As a former literature grad, who often had to whizz though 4 or 5 books in a week and still retain enough information to make salient remarks in tutorials I know the importance of being able to read and comprehend at speed. And speaking as someone with four volumes of Journey to the West waiting for me to crack open and plough through, it’s a useful skill to have. Books are cheap and plentiful – and more often than not a button press away. Couple that with easy access to long-form online journalism on the iPad and the benefits of being able to zip through text – without ruining the enjoyment or your understanding – should be apparent i.e, you can read more.
I’ve dabbled in speed reading before – primarily as a child after being exposed to Jonny 5 in the Short Circuit movies and then, slightly less whimsically, when I decided to read the 100 greatest books of all time in a year when I was 17. However, beyond a few loose techniques and half remembered hints like “stare at blocks” or “scan downwards”, I never really mastered reading at breakneck speeds. So I was keen to give Reading Trainer on the iPad a try. After all – who wouldn’t want to be able to speed read? It’s a totally underrated superpower.

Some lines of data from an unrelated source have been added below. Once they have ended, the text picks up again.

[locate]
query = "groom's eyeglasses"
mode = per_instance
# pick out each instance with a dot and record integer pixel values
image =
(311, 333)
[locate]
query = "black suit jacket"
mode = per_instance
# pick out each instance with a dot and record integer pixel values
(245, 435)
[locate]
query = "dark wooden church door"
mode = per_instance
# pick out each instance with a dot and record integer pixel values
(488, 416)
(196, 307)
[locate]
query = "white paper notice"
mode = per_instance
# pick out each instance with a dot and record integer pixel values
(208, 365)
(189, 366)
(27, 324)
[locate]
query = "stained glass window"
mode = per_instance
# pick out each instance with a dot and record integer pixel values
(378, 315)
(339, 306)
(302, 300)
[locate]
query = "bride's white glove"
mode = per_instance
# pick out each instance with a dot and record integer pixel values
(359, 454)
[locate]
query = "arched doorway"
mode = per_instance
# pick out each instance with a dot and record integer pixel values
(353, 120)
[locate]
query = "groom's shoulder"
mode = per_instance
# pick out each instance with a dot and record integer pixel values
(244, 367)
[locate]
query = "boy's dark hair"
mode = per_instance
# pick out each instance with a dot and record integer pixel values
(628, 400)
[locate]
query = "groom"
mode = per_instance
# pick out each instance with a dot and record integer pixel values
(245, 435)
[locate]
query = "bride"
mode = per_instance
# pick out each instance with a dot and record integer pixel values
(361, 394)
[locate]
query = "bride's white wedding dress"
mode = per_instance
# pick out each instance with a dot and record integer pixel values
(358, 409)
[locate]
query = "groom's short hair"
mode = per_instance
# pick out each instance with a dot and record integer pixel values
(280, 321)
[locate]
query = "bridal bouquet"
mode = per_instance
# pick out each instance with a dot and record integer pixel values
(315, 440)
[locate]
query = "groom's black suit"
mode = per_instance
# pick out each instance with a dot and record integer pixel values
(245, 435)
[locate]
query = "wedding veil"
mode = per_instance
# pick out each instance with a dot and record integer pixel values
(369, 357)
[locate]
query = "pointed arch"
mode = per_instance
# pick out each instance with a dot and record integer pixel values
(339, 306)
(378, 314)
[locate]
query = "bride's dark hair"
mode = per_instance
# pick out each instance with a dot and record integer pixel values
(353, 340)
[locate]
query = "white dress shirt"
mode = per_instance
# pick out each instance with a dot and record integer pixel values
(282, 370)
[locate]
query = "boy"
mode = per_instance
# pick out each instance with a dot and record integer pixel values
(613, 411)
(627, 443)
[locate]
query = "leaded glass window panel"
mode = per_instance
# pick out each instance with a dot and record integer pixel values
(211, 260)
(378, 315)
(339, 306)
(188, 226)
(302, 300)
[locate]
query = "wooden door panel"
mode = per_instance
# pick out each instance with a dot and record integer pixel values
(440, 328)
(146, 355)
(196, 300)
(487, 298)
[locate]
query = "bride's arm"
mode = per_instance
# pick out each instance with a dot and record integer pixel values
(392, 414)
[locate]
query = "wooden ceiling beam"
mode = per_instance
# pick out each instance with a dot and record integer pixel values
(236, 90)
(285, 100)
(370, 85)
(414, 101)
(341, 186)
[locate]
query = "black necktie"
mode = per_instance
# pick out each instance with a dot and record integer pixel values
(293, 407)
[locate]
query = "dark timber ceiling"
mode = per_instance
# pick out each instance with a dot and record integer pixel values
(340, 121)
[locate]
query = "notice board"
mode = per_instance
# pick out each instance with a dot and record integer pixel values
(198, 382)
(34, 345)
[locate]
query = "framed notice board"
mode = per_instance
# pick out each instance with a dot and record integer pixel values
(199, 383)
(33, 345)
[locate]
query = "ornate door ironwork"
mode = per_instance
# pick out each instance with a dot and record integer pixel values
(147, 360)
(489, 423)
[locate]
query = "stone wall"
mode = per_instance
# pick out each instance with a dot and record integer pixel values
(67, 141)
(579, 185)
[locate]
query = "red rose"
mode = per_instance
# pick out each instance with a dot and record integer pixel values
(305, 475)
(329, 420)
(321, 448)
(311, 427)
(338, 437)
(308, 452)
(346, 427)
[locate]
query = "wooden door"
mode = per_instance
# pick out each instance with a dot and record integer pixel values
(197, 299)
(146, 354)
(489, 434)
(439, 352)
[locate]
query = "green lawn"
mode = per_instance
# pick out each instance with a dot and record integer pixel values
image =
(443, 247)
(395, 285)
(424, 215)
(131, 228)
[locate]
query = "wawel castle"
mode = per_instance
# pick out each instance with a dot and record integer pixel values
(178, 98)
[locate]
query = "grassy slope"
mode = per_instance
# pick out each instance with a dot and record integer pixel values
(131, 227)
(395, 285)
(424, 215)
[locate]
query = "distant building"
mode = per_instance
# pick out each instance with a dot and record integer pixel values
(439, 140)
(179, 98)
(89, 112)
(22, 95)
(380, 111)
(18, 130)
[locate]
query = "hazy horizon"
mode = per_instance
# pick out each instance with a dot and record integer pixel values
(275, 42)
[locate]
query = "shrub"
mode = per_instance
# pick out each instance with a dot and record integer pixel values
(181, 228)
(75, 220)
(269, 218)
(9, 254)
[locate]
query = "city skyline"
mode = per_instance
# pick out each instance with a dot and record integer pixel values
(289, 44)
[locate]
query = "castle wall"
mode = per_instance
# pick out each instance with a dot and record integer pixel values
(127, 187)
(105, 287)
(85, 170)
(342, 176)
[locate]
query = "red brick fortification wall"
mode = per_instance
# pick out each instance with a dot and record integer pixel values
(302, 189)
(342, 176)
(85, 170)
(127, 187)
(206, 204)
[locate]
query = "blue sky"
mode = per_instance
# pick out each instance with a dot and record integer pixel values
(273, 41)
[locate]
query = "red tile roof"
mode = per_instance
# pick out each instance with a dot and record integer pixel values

The Reading Trainer app helps with the rapid recognition of numbers, letters and words, gives you flexible eye movements, increased vision span and improved concentration skills. As series of tests and games assess your level and continually mark your progress –which should hopefully motivate you to stick out the course of the program. The app will select a difficulty level for you based on a preliminary test. Once you clear that hurdle the exercises are broken up into short little chunks – giving you no real excuse not to have short daily ten minute stabs at it. Unless you are lazy.
The app is a little boastful (speed readers are a cocky bunch). ” Do you currently need 30 minutes to read the daily paper? Soon you will read two papers and, in addition, another chapter in an interesting non-fiction book – within the same time period…Trial users have used this software to increase their reading speed by an average of 143% in 10 days. ” I do wonder what level they started off at and how extensive these test were. But then again, you should really exercise a sensible amount of caution for pretty much all “scientific” marketing text.
As for me? I started out at an intermediate level and after casually using the app for a few days left a little faster. It’s fairy priced at $4.99 although you will get what you put in – so you do need to put the hours in to improve. You might be able to pick up a book of speed reading techniques for that price but I doubt it. Hyperbole aside, Reading Trainer seems like a good way to beef up your reading skills – it won’t be a radical overhaul, but if you are hoping to up your reading skill by a few notches it’s definitely work the money.